Goal: Create your own MTV! 🎶

Screenshots

rate play admin
rate videos filter and play videos admin section

Concept

  • Ingest musicvideo: extract YouTube IDs, fetch metadata, and store them as documents in Firestore (musicvideos collection). The source of the videos can be Substacks (this is how this project originated), YouTube playlists, or manual input of specific videos.

    • Ingestion also includes categorization of videos into genres. This uses the publicly available AI-models of Google and can be configured (Configuration)

    • Import methods can be found in admin section

  • rate-mode presents unrated items (user watches new videos & rates/categorizes)

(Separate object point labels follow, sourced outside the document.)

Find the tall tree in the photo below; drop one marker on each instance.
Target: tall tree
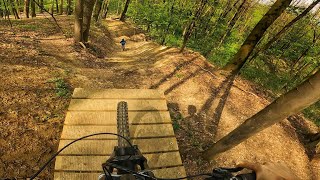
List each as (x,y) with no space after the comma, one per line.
(97,9)
(105,9)
(78,29)
(14,9)
(87,14)
(1,10)
(256,34)
(33,8)
(41,6)
(290,103)
(26,8)
(169,23)
(61,7)
(69,7)
(192,23)
(123,14)
(284,29)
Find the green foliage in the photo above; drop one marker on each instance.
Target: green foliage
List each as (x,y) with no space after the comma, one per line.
(278,69)
(61,87)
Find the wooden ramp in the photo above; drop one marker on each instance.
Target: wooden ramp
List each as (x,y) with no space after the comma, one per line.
(94,111)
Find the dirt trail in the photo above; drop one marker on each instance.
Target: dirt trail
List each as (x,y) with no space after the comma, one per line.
(32,115)
(194,92)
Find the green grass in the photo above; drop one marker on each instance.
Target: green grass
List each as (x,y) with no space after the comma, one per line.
(61,87)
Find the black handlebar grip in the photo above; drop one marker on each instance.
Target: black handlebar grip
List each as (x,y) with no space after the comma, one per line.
(249,176)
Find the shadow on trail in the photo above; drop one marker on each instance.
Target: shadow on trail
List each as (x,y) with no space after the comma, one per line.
(306,137)
(176,85)
(164,79)
(223,88)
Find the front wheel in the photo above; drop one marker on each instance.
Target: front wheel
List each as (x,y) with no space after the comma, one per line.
(123,124)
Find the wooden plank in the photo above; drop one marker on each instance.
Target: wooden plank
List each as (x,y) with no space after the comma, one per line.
(110,118)
(93,163)
(117,93)
(105,147)
(111,105)
(136,131)
(174,172)
(75,176)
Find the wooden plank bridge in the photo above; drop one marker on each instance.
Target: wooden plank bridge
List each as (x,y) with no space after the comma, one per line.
(94,111)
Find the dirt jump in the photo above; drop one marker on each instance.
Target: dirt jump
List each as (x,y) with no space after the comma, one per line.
(40,68)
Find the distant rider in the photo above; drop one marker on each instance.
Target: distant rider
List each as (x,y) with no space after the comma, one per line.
(123,44)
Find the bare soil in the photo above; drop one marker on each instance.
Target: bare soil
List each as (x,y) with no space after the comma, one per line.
(39,64)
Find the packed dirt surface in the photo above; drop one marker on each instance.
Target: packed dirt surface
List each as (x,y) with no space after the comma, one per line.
(40,67)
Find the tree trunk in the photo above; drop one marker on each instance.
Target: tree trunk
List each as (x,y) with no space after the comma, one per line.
(69,7)
(290,103)
(191,25)
(123,15)
(41,6)
(256,34)
(1,10)
(78,21)
(61,7)
(230,27)
(284,29)
(97,9)
(57,7)
(51,10)
(14,9)
(105,9)
(26,8)
(169,24)
(33,8)
(87,14)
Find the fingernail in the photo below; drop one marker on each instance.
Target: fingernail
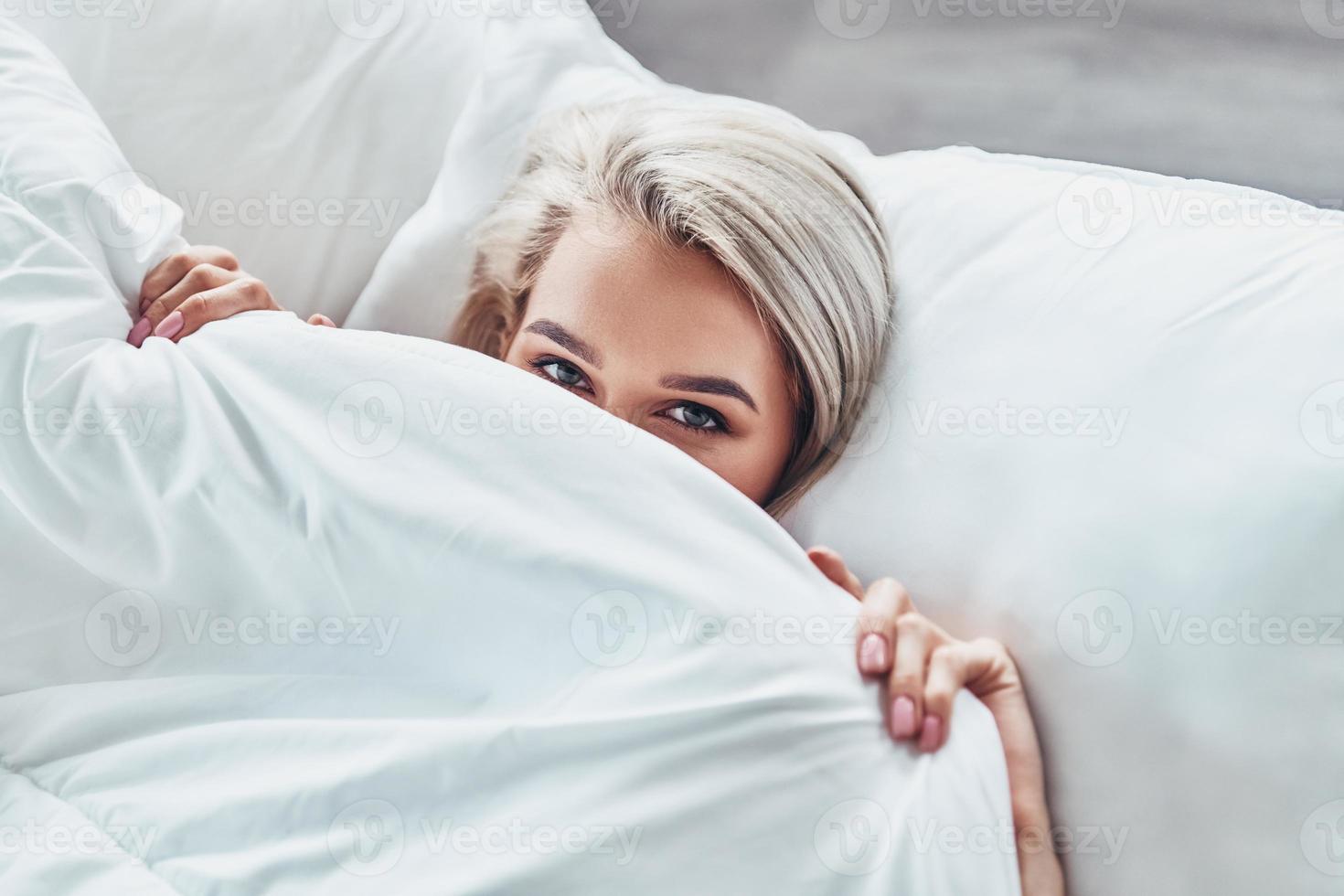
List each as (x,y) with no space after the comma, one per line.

  • play-mode for filter selection & playback

    • Also if needed: Export the desired selection to YouTube-Playlist

Repository layout

  • prism-gui.py — Flask app that renders the admin, rating (/rate), and play (/play) pages using Firestore data.
  • scrape_to_firestore.py — Scrapes Substack posts, pulls YouTube metadata, predicts genres/artist/track, and writes new videos to Firestore. This script can also be called from the GUI.
  • templates/ — HTML templates for the Flask UI.
  • static/ — CSS, JS, and static image assets.
  • Dockerfile — Container image build for deployment.
  • update-google-cloud-run.sh — Deployment helper for Cloud Run.
  • requirements.txt — Python dependencies.
  • prism-ss-*.png — UI screenshots.

Not needed except if you are really curious:

  • ingestion.py — Shared ingestion helpers (Firestore init, YouTube auth, Gemini predictions, audio handling).
  • update-genre.py — Re-evaluates genre classification for existing Firestore docs.
  • update-db-fields.py — Backfills missing artist/track/ai_model fields in Firestore.
  • migrate_ratings.py — Migrates legacy root-level ratings into per-user ratings maps and can backfill rand.
  • test-ai-model.py — CLI for comparing Gemini model outputs on sample videos.

Setup

Python environment

It is strongly recommended to first setup and test the complete setup locally. Local execution triggers some authentication and authorization processes which are then needed even when running the application completely in the cloud.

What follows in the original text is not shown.